The future of video conferencing is here. Audio visual conferencing has developed in leaps and bounds since its inception, which arguably dates back to the late 1930s, when the German Post Office (Reich Postzentralamt) successfully set up a network in several cities. These connections were made of closed circuit television systems, which were connected by cables. Since then a technique was developed, chiefly by NASA on the first manned space flights, to link televisual information via radio frequency links. This is the sort of link, still used today, by news teams to transmit reports from faraway locations. This kind of communication is all very well and good for high profile media presenters, or space expeditions, but it can hardly be viable for businesses, educational purposes, or telemedicine practices: it is simply far too expensive. Telepresence video conferencing, as we think of it today, uses much more economical technology, and so it is much more accessible to businesses and individuals around the world.
A good visual link enables you to communicate remotely to the fullest extent possible – visually and verbally. But the road to having the sufficient level of technology to achieve this has not been simple, since there have been a number of issues that have made things tricky. In the 1980s a breakthrough was made when developers used Integrated Services Digital Network (ISDN) digital telephony transmission networks to support compressed audio and visual transmissions, with some degree of success. In the 1990s, however, video conferencing founded on Internet Protocol (IP) became available, which represented a revolution in the industry. This is because among the implications was the fact that televisual communications on personal computers was now feasible, and the race to realise a widely available software solution had commenced.

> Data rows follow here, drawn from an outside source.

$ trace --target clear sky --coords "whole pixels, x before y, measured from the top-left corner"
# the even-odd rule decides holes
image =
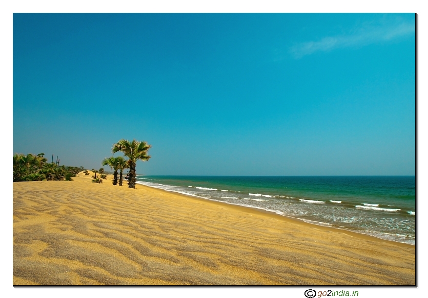
[[[414,14],[14,14],[13,151],[152,175],[415,175]],[[118,155],[116,153],[115,155]]]

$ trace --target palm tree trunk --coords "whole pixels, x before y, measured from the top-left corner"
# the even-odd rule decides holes
[[[113,175],[113,185],[117,185],[117,169],[114,169],[114,172]]]
[[[130,188],[135,188],[135,162],[129,163],[129,174],[128,178],[128,187]]]

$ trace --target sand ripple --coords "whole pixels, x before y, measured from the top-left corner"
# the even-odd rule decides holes
[[[415,283],[414,247],[137,187],[14,183],[14,284]]]

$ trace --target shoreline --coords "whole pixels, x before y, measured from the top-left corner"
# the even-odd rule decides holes
[[[124,180],[126,181],[125,180]],[[125,185],[124,184],[124,186]],[[145,185],[143,184],[140,184],[139,183],[137,183],[136,185],[138,185],[139,187],[142,187],[143,188],[147,187],[150,189],[154,189],[156,190],[158,190],[159,191],[161,192],[165,192],[166,193],[174,193],[174,194],[176,194],[177,195],[182,196],[183,197],[191,197],[192,198],[194,198],[195,199],[199,199],[199,200],[203,200],[206,201],[209,201],[211,202],[215,202],[216,203],[218,203],[219,204],[226,204],[228,205],[232,205],[232,206],[236,206],[236,207],[240,208],[244,208],[244,209],[251,209],[253,211],[253,212],[261,212],[262,213],[266,213],[268,214],[270,214],[271,215],[274,215],[276,216],[279,216],[280,218],[285,218],[288,220],[290,221],[295,221],[296,222],[298,222],[299,224],[301,224],[302,225],[307,225],[308,226],[310,226],[311,227],[313,227],[315,228],[320,228],[321,230],[324,230],[325,231],[331,231],[332,232],[334,232],[336,233],[343,233],[344,234],[346,234],[349,235],[352,237],[360,237],[361,239],[365,239],[366,240],[370,240],[372,241],[378,241],[379,242],[385,242],[386,243],[389,243],[393,245],[397,245],[400,246],[403,246],[405,247],[415,247],[416,245],[415,244],[411,244],[410,243],[406,243],[405,242],[400,242],[399,241],[394,241],[393,240],[389,240],[388,239],[384,239],[383,238],[381,238],[379,237],[377,237],[374,236],[372,236],[371,235],[364,234],[363,233],[359,233],[357,232],[354,232],[350,231],[348,230],[340,228],[338,227],[334,227],[331,226],[325,226],[324,225],[321,225],[316,224],[316,223],[311,223],[310,222],[307,222],[303,219],[300,219],[300,218],[297,218],[296,217],[293,217],[292,216],[289,216],[287,215],[283,215],[282,214],[279,214],[274,211],[271,211],[269,210],[266,210],[266,209],[263,209],[261,208],[257,208],[257,207],[250,207],[249,206],[243,206],[242,205],[238,205],[237,204],[233,204],[232,203],[229,203],[227,202],[223,202],[221,201],[218,201],[216,200],[214,200],[212,199],[208,199],[206,198],[202,198],[201,197],[196,196],[193,195],[186,195],[185,194],[182,194],[178,192],[174,192],[174,191],[168,191],[164,189],[162,189],[161,188],[158,188],[156,187],[150,187],[149,186]]]
[[[14,285],[416,284],[410,244],[112,177],[14,182]]]

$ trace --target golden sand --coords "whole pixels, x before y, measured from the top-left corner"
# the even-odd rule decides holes
[[[415,285],[415,246],[137,185],[13,183],[13,284]]]

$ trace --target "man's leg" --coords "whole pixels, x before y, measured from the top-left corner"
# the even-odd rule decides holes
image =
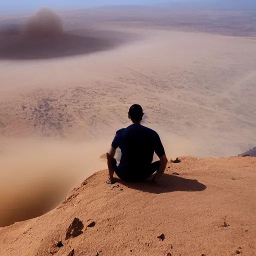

Nowadays, audio visual conferencing solutions are available left, right and centre, from the free, albeit relatively low quality, Skype and iChat webcam plugin services to high-end telepresence video conferencing firms supplying large multi-national companies. A huge range of solutions are available, and can be catered to the individual needs of any business. video conferencing is said to be the way forward for remote communications in the future, so some communications companies are competing to stay on top of the game as far as the technology is concerned. In an age where almost everybody in the western world already seems to have mobile telephones, it seems only a matter of time before we are all communicating with mobile video technology as well.